La nuit est déjà tombée quand des mouvements autour du camp nous effraient. Simon a passé la dernière demi-heure à parler de Nordahl Lelandais, sujet qui a dérivé sur les films d’horreur. Soulagement général quand on réalise que ce n’est qu’Antoine. Il n’avait presque plus de batterie, d’où son silence. On lui demande s’il a de l’eau. « C’était pas Simon et Nadège ça ? », le ton monte à nouveau. Il apporte cependant avec lui une tente, annonce-t-il tout sourire. 

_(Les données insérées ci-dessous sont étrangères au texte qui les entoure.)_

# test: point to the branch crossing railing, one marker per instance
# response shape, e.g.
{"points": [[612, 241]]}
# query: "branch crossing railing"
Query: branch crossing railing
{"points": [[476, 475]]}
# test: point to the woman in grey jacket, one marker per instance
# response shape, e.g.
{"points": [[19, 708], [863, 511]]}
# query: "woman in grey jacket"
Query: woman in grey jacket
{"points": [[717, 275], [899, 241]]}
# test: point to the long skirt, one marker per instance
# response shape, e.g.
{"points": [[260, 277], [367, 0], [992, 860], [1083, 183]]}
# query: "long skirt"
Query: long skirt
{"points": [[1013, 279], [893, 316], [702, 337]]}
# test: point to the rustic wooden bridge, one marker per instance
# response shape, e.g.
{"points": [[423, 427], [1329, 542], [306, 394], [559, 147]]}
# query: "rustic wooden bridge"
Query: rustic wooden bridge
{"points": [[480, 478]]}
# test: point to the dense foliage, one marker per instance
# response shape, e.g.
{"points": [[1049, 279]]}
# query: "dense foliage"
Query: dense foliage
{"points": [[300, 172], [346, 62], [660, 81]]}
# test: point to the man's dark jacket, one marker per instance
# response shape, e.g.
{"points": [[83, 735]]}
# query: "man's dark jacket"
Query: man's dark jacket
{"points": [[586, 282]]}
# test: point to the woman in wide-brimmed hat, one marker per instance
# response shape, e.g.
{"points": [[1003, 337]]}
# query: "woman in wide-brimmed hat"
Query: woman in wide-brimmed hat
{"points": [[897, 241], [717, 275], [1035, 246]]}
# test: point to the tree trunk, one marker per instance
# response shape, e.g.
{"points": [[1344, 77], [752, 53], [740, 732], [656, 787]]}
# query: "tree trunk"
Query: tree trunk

Et c’est toujours tout sourire qu’il sort de son sac une tente de plage Décathlon qui se déplie quand il la lance. Le froid qui s’installe nous convainc de le laisser seul dans sa tente qui n’offre que peu de protection. Il ne comprend pas ce refus et semble se vexer. Son agacement augmente d’autant plus quand il réalise qu’on est crevé et qu’on veut aller dormir. Seul Julien accepte de lui tenir compagnie, et on s’endort alors qu’Antoine s’extasie devant du Tryo. 

Le petit déjeuner essentiellement composé d’eau aromatisée passé, c’est l’heure de partir. Quelle n’est pas la surprise d’Antoine de nous voir nous diriger dans les sous-bois. « Vous avez pas pris le chemin ? » Charles est catégorique, il n’y a pas de chemin de forêt qui mène ici. Antoine nous surprend tous en nous guidant à un petit sentier de terre à 20 mètres de là. Il mène en effet à la nationale. L’arrivée dans le jardin d’une charmante maison nous indique vite pourquoi nous n’avons pas vu le chantier sur maps : nous étions sur une propriété privée. 

Trois jours plus tard, Marie poste sur insta un ensemble de photos sur lesquelles, par un effet miraculeux, nous apparaissons tous souriants. Je pense que c’est le #memories qui me fait vriller. Le camping, c’est vraiment de la merde.